Handling unreliable proxy partners

Wed May 19 19:20:05 CEST 2021

We proxy a lot of authentication to radius servers that we do not manage/control.

In a number of failure scenarios in order to maintain a good customer experience it is better for us to give access to the network even though we can't authenticate the users so customers continue to receive service even if that means giving some non-customer access. We might restrict the length of these sessions or turn on QoS restrictions.

Using fallback virtual servers and (in non fallback virtual servers) Post-Proxy-Type Fail-Authentication allows us to handle the cases where no radius servers are responding for a partner or proxying of a single request fails, by returning an access-accept ourselves and automatically kicks in when one of those situations presents itself. Any common radius attributes that need to be set to put restrictions on those sessions can be put in a policy and called from each section rather than duplicating code.

This works well.

We'd also like a manual mechanism that our support team can trigger to cover other failure scenarios, eg  the remote radius server is incorrectly returning access-reject for all valid users, and those scenarios that we haven't been able to think of but will occur, inevitably at the most inconvenient of times.

My first attempt at this was that the support team could use radmin to set the home servers to dead which would mean packets were routed via the falback virtual server. I initially thought this worked as a solution, but if FreeRadius is doing status checks against the remote servers then it will automatically bring them back into service as long as the status check requests are responding, which if say the remote partner is responding with access-rejects to even valid users is not what you want.

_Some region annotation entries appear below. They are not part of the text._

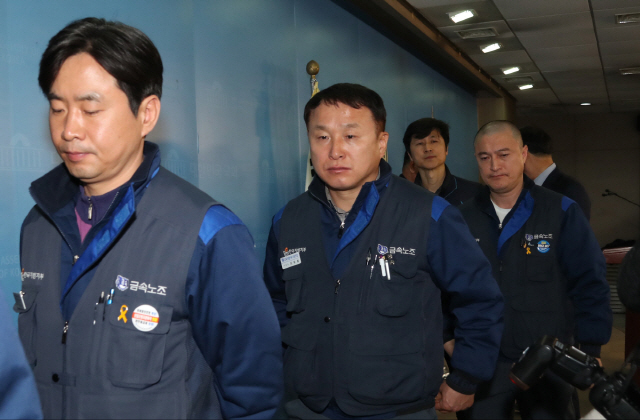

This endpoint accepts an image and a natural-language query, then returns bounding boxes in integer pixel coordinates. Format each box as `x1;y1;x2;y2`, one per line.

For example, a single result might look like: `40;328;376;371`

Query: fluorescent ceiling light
448;9;476;23
480;42;502;53
620;67;640;76
501;67;520;74
616;13;640;24
455;28;498;39
503;76;533;85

I also considered using ip tables to drop the packets, which would trigger the use of the fallback virtual server, but if you'd decided to go into this state of accepting everything because of some intermittent network problem then dropping all packets with ip tables would make debugging that problem using radclient/radtest very difficult.

One idea I haven't explored is having two copies of each virtual server, in different files, one for the normal situation and one for the failure situation and switching which one to use using symlinks and radmin to reload the configuration.

So far what I have come up with so far is within a virtual server pre-proxy section to use the exec module to call a simple shell script that check for the presence of flag files indicating which if any partners are in a bad state. The support team are responsible for creating these files. If any flag files are present the the script adds a radius attribute for each, the value indicating which partner. In the pre-proxy section I can then check for this attribute and value if it indicates that the partner the virtual server is handling is in a failure state then call accept from the always module which will cancel the proxying attempt and send an access-accept. We can also call any policy that would also get called in the fallback virtual server or Post-Proxy-Type Fail-Authentication if we want common radius attributes to be returned in the response to apply some sort of QoS restriction.

The rlm_exec documentation states using exec is very slow and something like the perl module would be more appropriate for a live environment. Before I carry on down the path of performance testing this and trying perl/python/rest/custom C module does anyone have any thoughts/observations or alternative suggestions?

Thanks,

Paul